TIME magazine once gave us the photos that were painful to accept of the Vietnam War, so did our TVs, and Walter Cronkite. Due to these images, we rose up as a country to question the status quo. These days, the Great Pakistan Deluge happens, and what does TIME magazine do? Pull the story.
An “unprecedented” disaster in Pakistan’s modern history occurs, TIME — a once trusted and important source of national and global information — publishes it as its cover story everywhere else, but pulls it from the American version of the magazine, even though President Obama has repeatedly said that Pakistan is central to our own safety.
Is this a pattern in mainstream US media? Yes. Are the shades of suppression coming from a media dependent on selling the next drug with 20 side effects or a false sense of security, instead of supplying education on huge current events? Who knows? But they are coming from somewhere.
Pakistan is the sixth largest country in the world (in population), and also a major non-NATO ally of ours. We should be interested if these people are dealing with a deluge. 20% of it was flooded and how much attention and care did we give? As reported by Nathanial Gronewold of Climatewire on Scientific American:
The flooding witnessed in the Indus Valley is unprecedented in the country’s modern history and was caused by a combination of increasingly warm ocean water and a mysterious blockage of the jet stream, which drew warm, water-laden air north to Pakistan, over which it burst in sheets of raging liquid. If the floods that followed prove a harbinger of things to come, then they are a milestone in our experience of global warming, a big story in its own right.

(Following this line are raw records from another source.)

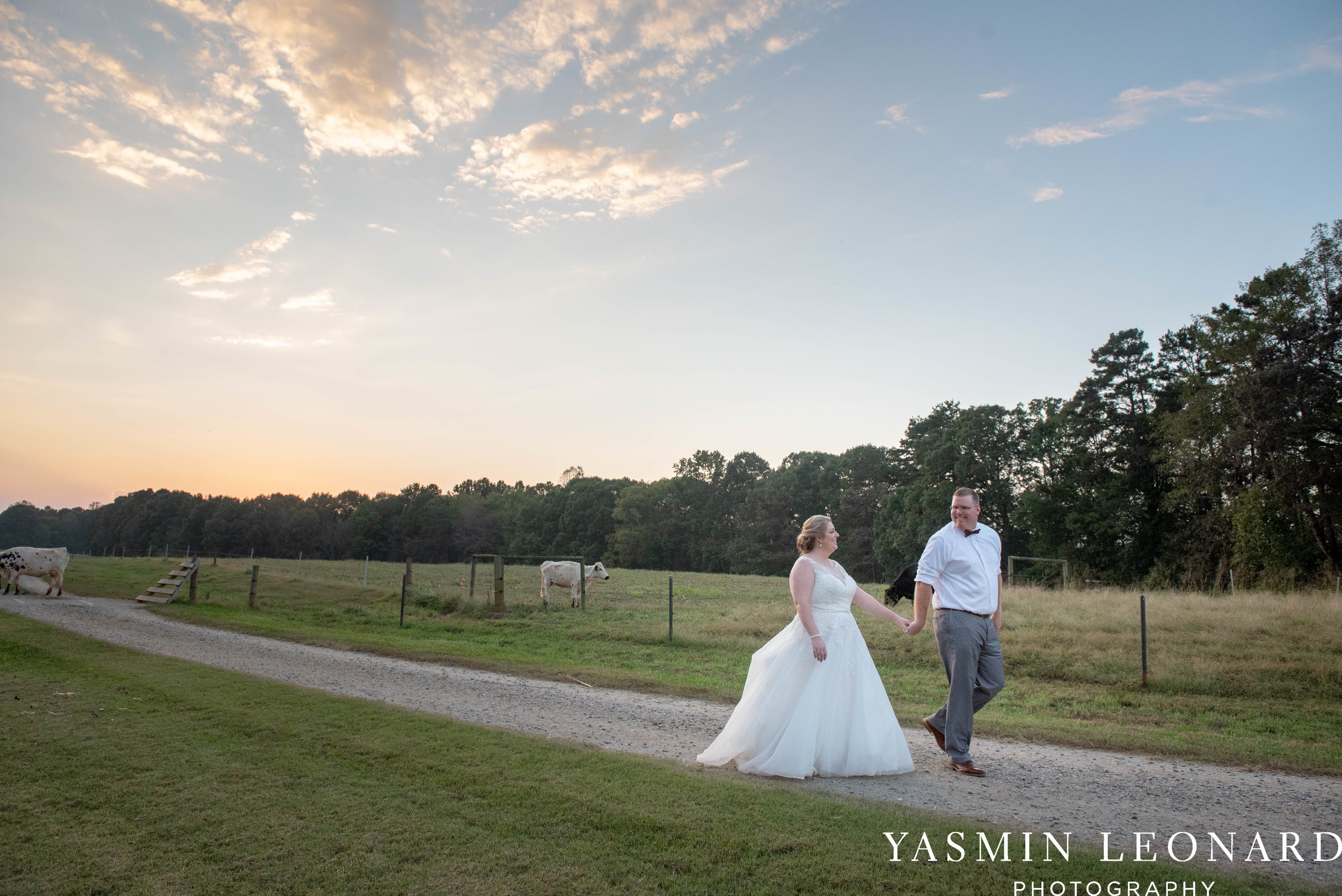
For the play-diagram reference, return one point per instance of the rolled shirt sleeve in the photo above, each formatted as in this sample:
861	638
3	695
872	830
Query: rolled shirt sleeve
933	561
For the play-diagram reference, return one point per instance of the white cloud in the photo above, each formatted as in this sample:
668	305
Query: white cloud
320	301
535	165
780	43
257	341
253	262
368	78
898	116
1326	55
116	333
1139	105
133	165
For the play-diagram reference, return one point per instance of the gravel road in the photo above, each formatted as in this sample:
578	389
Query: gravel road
1029	786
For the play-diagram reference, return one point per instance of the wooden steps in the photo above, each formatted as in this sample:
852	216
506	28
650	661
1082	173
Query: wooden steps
176	579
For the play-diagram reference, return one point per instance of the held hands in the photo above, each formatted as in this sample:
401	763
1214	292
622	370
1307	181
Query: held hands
818	649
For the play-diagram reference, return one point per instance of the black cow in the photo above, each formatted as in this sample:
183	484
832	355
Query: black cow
903	585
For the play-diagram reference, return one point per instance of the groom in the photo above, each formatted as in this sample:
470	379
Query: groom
962	563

As educator, commentator, and modern-day historian Juan Cole put it: “out of sight, out of mind.” He points out that the failure to report on this is also a threat to our own national security. It seems to be a trend in corporate media to control the news on global warming-related current events. Just act like it is in a different dimension where children and climate don’t matter.
Does it follow that we are lacking in empathy due to our complacency, a pre-condition for denial? More from Juan Cole’s discussion: “No rock concerts were organized to help Pakistani children sleeping on highways or in open fields infested with vermin. No sports events offered receipts to aid victims at risk from cholera and other diseases.” Beyond the consciousness of Americans are the happenings that lead to our future where complacency and accountability are issues that may only, but eventually, wake us when it is too late.
The UN secretary called it the worst disaster he had ever seen -– more terrible than the tsunami and the Haitian earthquakes. With about a 4% extra amount of water in the atmosphere (due, most definitely, to global warming), it is difficult to miss that that provides plenty of moisture for storms such as this. The prospects of these kinds of things happening again are only increasing.